Il mercato della CO2 e le relative politiche sull’ETS hanno risentito in questi anni della crisi economica, a causa della quale il prezzo della CO2 è rimasto basso per eccesso di offerta. È utile ricordare che la politica del mercato del carbonio era proprio finalizzata a portare il prezzo della CO2 a un livello tale da permettere la convenienza delle fonti rinnovabili e del gas naturale come processo verso la decarbonizzazione. Con i prezzi troppo bassi, determinati dalla congiuntura economica, circa 5 dollari a tonnellata, questa sostituzione non c’è stata, tanto che molti Paesi hanno ormai rinunciato all’uscita dal carbone, come nel caso della Polonia, oppure parlano di carbone pulito, come nel caso degli USA di Trump.
L’Unione europea, con la direttiva 410 sopra citata, ha permesso l’aumento della CO2, che ora è attorno ai 30 dollari a tonnellata, ma non è ancora sufficiente per permettere la transizione energetica tanto attesa. Con queste politiche, i prezzi dell’energia si muovono in aumento, con tendenze inflazionistiche. A tutto ciò deve aggiungersi anche la previsione non certo rosea dell’attuale congiuntura economica, con il rischio di una nuova recessione e di conseguenza la possibilità di portare il mercato della CO2 a un ulteriore surplus di offerta. Va anche aggiunto il fallimento di una delle pratiche ritenute rinnovabili, cioè lo stoccaggio sotterraneo di CO2 CCS, come analizzato su queste pagine in un precedente articolo (1).
La Corte dei Conti europea, nell’estate 2018, ha pubblicato un documento dal titolo “Dimostrazione delle tecnologie di cattura e stoccaggio del carbonio e delle fonti rinnovabili innovative su scala commerciale nell’Ue: i progressi attesi non sono stati realizzati negli ultimi dieci anni”. Vi si dice apertamente del fallimento di tutte le sperimentazioni delle pratiche di storage CCS.

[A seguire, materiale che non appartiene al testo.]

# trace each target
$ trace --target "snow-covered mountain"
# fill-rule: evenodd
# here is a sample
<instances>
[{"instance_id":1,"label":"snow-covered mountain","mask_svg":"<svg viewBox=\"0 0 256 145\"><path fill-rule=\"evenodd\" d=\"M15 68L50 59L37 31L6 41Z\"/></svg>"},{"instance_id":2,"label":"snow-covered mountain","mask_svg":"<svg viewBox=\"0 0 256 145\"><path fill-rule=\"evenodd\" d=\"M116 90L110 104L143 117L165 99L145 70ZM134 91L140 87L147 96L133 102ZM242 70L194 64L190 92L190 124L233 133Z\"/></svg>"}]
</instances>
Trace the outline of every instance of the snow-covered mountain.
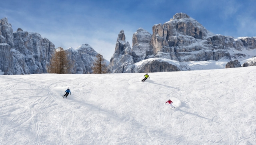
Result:
<instances>
[{"instance_id":1,"label":"snow-covered mountain","mask_svg":"<svg viewBox=\"0 0 256 145\"><path fill-rule=\"evenodd\" d=\"M195 61L196 64L197 61L218 61L226 64L256 56L256 37L236 38L214 34L184 13L176 14L170 21L155 25L152 29L152 35L142 28L138 29L134 34L132 52L129 54L118 55L115 52L112 59L119 61L111 64L110 68L114 66L110 69L111 73L180 71L184 70L186 64ZM151 59L144 61L149 58ZM140 61L142 62L139 63ZM188 66L185 70L193 69Z\"/></svg>"},{"instance_id":2,"label":"snow-covered mountain","mask_svg":"<svg viewBox=\"0 0 256 145\"><path fill-rule=\"evenodd\" d=\"M70 48L66 50L68 54L68 58L73 62L72 73L92 73L92 67L96 59L98 53L88 44L82 44L74 49ZM109 62L104 59L107 65Z\"/></svg>"},{"instance_id":3,"label":"snow-covered mountain","mask_svg":"<svg viewBox=\"0 0 256 145\"><path fill-rule=\"evenodd\" d=\"M13 32L7 18L0 20L0 70L5 75L47 73L54 44L36 33Z\"/></svg>"},{"instance_id":4,"label":"snow-covered mountain","mask_svg":"<svg viewBox=\"0 0 256 145\"><path fill-rule=\"evenodd\" d=\"M254 145L256 71L0 75L0 144Z\"/></svg>"}]
</instances>

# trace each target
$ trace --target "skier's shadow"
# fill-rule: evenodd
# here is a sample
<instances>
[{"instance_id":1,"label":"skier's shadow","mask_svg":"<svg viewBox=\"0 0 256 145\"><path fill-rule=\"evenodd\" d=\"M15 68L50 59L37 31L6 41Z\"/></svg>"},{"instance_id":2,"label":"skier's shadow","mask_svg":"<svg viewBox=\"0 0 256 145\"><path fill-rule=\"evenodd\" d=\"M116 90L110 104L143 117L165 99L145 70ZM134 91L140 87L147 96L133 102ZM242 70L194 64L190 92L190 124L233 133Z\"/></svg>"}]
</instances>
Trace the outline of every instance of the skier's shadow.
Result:
<instances>
[{"instance_id":1,"label":"skier's shadow","mask_svg":"<svg viewBox=\"0 0 256 145\"><path fill-rule=\"evenodd\" d=\"M180 105L180 106L178 107L178 109L180 111L183 112L185 113L186 114L190 114L190 115L195 115L195 116L198 116L198 117L200 117L200 118L203 118L203 119L206 119L210 120L211 120L211 119L209 119L208 118L206 118L206 117L203 117L202 116L200 116L198 114L195 114L195 113L190 113L190 112L188 112L186 111L185 111L182 110L182 109L180 109L181 108L182 108L182 107L184 107L187 108L190 108L188 106L186 105L186 104L182 104L181 105Z\"/></svg>"},{"instance_id":2,"label":"skier's shadow","mask_svg":"<svg viewBox=\"0 0 256 145\"><path fill-rule=\"evenodd\" d=\"M173 89L179 89L179 88L176 88L176 87L169 86L168 86L168 85L164 85L161 84L160 84L160 83L155 83L155 82L154 81L152 81L152 80L150 80L150 79L147 79L146 81L147 81L147 82L149 82L150 83L154 83L154 84L155 84L156 85L162 85L163 86L164 86L164 87L167 87L171 88L173 88Z\"/></svg>"}]
</instances>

Nelle conclusioni, la Corte scrive: “Oltre ai fattori economici e di altra natura già citati, il continuo calo del prezzo di mercato delle emissioni di carbonio nell’ambito dell’EU ETS, verificatosi dal 2011, ha considerevolmente ostacolato i progetti di dimostrazione per la cattura e lo stoccaggio del carbonio nell’Ue. Ciò ha influito sulle già rischiose giustificazioni economiche dei progetti di dimostrazione CCS, sulla cui base la Commissione aveva assegnato le sovvenzioni EEPR nel 2009. I prezzi bassi hanno inoltre dato luogo a una disponibilità di sovvenzioni inferiore alle attese nel quadro del NER300, comportando ulteriori deficit di finanziamento”.
È ovvio che i progetti CCS che sono legati alla politica del ‘carbone pulito’ dipendono esclusivamente dal valore di mercato della CO2, con la possibilità di un loro rilancio appena i prezzi lo permetteranno. Non per nulla questa pratica continua a essere tenuta in considerazione nei vari vertici mondiali. Ma il tentativo di risolvere la crisi ecologica con il mercato della CO2 è evidentemente legato alle logiche instabili dello stesso mercato, ed è quindi un approccio che può portare a risultati pericolosi per l’ambiente.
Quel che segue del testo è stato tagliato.